Thermodynamics, Statistical Mechanics and Molecular Simulations

A variety of developments such as faster computers, realistic force-fields and sophisticated algorithms, have spurred the use of statistical mechanics and molecular simulations towards such research. The Supercomputer Education and Research Centre (SERC) at IISc houses the CRAY XC40 which provides a 1 petaflop computing facility serving the entire campus community. In our department, faculty have been using these tools for research in a wide variety of areas.

Atomistic molecular dynamics simulations of the lamellar phase are used to extract structural and mechanical properties which are input into large scale Lattice Boltzmann simulations to unravel the rheology of these complex mesoscale systems and connect macroscopic rheology with molecular constituents. Ayappa and co-workers have used atomistic as well as coarse grained molecular dynamics simulations to study the interaction of pore forming toxins with lipid bilayers. Micro-second long atomistic simulations of systems with over half a million atoms have been used to reveal interactions of proteins with membrane cholesterol, stability of partially formed oligomers, dynamics of lipid molecules and mechanical properties of membranes.

Punnathanam and Ayappa Labs have examined the role of organic functional groups in microporous carbons towards enhancing (i) adsorption of methane for gas storage and (ii) adsorption selectivity of carbon-dioxide from flue gases for carbon-capture and sequestration applications. Punnathanam and co-workers have performed extensive simulations of gas hydrates and have developed an improved and thermodynamically consistent theory for clathrate hydrates.
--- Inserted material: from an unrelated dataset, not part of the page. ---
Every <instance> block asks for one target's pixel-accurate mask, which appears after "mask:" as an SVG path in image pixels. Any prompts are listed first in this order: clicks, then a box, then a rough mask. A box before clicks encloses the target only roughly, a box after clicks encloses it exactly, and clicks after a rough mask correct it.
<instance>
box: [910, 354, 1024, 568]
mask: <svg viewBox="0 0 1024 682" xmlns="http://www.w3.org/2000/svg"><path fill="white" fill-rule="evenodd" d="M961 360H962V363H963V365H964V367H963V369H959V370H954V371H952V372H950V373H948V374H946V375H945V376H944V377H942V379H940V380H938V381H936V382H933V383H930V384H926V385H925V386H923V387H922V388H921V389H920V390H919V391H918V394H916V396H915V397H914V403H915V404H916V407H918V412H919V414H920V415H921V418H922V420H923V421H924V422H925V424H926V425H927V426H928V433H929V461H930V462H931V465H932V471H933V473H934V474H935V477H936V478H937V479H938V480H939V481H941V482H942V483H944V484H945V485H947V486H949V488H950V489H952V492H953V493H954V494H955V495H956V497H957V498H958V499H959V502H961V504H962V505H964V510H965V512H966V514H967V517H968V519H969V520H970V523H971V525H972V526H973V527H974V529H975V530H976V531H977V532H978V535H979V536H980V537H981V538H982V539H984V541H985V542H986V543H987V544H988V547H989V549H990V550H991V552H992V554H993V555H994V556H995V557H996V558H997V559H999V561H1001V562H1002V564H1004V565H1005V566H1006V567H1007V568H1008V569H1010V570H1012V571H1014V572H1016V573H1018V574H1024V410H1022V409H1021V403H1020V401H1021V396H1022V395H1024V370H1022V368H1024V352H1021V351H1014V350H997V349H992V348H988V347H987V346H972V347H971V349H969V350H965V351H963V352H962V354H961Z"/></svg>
Crystal nucleation is a complex phenomena which is very hard to probe experimentally. The Punnathanam group have studied crystal nucleation in hard sphere mixtures and elucidated the non-classical mechanism involved during phase transformation from a fluid phase to a crystalline phase. The Punnathanam group have also developed new simulation techniques for (i) simulation of electric double layer capacitors and (ii) calculation of free-energies of crystalline molecular solids. Understanding phenomena at the molecular scale allows one to tailor products using a bottom-up approach. Multiscale modelling strategies which bridge molecular level information with continuum transport models to study rheology of complex fluids that are ubiquitous in the beauty care industry are being pursued in the Kumaran laboratory.